From January 1994 to August 2001, we conducted a randomized trial comparing doxorubicin and mitoxantrone as an adjuvant intravesical treatment for bladder cancer at Keelung Chang-Gung Memorial Hospital. Sixty-three patients with superficial bladder tumors who had received TUR were enrolled in the study. Among the enrolled patients, there were 53 with primary tumors and 10 with recurrent tumors. Among the 10 recurrent tumors, 7 patients had received no adjuvant intravesical therapy, whereas 3 patients had previously received mitomycin adjuvant intravesical therapy. Twenty-seven primary tumors and 6 recurrent tumors were categorized into the mitoxantrone group, whereas 26 primary tumors and 4 recurrent tumors were in the doxorubicin group. All patients must have received TUR with histopathologically proven transitional cell carcinoma (stages pTa and pT1, grades I-III).

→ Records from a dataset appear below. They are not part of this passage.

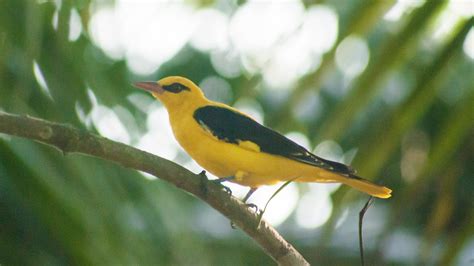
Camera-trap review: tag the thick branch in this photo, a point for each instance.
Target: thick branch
(69, 139)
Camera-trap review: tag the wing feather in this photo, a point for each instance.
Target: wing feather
(232, 127)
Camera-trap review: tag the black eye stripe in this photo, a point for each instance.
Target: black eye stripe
(176, 88)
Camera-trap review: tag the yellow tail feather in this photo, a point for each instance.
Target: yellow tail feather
(368, 187)
(355, 182)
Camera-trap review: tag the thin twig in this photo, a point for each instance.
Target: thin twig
(69, 139)
(361, 218)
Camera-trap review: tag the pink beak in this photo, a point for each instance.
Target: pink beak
(149, 86)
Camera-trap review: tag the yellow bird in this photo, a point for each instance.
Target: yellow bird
(234, 147)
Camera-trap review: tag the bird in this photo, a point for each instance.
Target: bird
(234, 147)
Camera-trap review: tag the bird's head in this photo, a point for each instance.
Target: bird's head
(174, 92)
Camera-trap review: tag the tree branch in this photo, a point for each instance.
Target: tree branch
(69, 139)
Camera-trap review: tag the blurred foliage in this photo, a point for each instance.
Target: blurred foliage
(73, 209)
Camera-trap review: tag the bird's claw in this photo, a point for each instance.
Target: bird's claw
(253, 206)
(219, 182)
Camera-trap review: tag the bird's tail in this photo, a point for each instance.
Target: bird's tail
(353, 181)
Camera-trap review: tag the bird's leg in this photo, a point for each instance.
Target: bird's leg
(247, 196)
(274, 194)
(224, 179)
(250, 205)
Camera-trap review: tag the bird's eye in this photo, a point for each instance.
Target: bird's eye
(176, 88)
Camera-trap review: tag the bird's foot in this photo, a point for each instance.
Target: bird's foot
(221, 180)
(204, 183)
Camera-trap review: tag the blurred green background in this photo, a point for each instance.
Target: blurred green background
(387, 86)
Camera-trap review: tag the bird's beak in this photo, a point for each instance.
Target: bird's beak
(149, 86)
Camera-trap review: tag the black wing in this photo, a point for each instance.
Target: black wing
(232, 127)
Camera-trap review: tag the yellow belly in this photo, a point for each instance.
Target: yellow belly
(250, 168)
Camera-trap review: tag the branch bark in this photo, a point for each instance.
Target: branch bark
(69, 140)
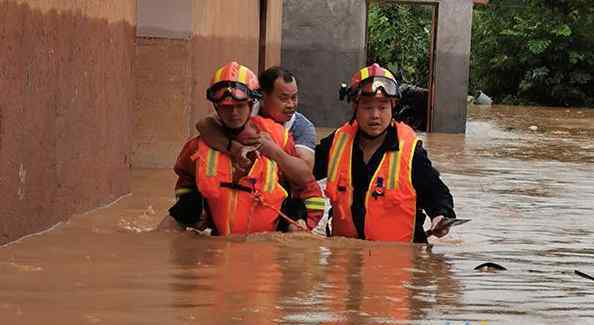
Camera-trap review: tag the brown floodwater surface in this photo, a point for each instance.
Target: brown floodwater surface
(523, 175)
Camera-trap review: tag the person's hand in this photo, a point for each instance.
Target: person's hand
(268, 147)
(437, 228)
(240, 155)
(294, 228)
(249, 136)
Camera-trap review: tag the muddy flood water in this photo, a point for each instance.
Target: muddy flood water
(523, 175)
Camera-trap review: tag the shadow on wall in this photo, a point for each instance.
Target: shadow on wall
(66, 93)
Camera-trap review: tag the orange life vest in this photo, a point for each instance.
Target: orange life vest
(390, 202)
(251, 204)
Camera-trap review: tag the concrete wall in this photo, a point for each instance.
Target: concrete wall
(81, 98)
(452, 62)
(323, 44)
(172, 75)
(66, 92)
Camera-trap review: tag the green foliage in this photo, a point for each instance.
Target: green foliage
(534, 51)
(523, 51)
(398, 38)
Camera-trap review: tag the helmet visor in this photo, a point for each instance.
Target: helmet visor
(234, 90)
(370, 87)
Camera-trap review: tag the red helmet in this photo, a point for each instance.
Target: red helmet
(368, 81)
(233, 83)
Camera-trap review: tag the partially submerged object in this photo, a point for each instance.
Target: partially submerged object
(490, 267)
(584, 275)
(482, 99)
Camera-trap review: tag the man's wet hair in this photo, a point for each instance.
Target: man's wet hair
(269, 76)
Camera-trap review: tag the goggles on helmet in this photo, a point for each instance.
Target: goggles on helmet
(235, 90)
(370, 87)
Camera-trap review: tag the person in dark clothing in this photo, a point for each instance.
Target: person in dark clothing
(380, 180)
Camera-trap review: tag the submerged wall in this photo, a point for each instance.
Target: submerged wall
(324, 43)
(83, 97)
(66, 92)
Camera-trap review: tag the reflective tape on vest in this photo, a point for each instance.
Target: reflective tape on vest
(336, 155)
(269, 180)
(315, 203)
(212, 160)
(181, 191)
(394, 168)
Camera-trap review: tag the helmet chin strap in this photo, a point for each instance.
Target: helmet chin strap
(234, 131)
(365, 134)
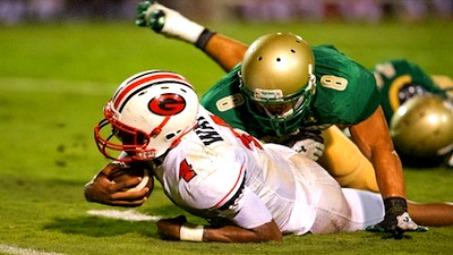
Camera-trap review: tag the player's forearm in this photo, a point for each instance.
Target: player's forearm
(227, 52)
(234, 234)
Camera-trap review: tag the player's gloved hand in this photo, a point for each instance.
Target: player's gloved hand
(150, 14)
(310, 144)
(396, 220)
(169, 228)
(105, 191)
(167, 22)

In this study, 7 patients were found to have multicentric tumors; 4 patients were categorized into the mitoxantrone arm and 3 patients into the doxorubicin arm. The other inclusion criteria included: no evidence of active urinary tract infection; no distant metastasis; no other malignancy except basal cell carcinoma of the skin; no previous irradiation of the bladder; no intravesical chemotherapy during the last 3 months; white blood cell count higher than 3500/mm3 and platelet count greater than 100,000/mm3; performance status ?; normal cardiac, liver, and renal function; and informed consent.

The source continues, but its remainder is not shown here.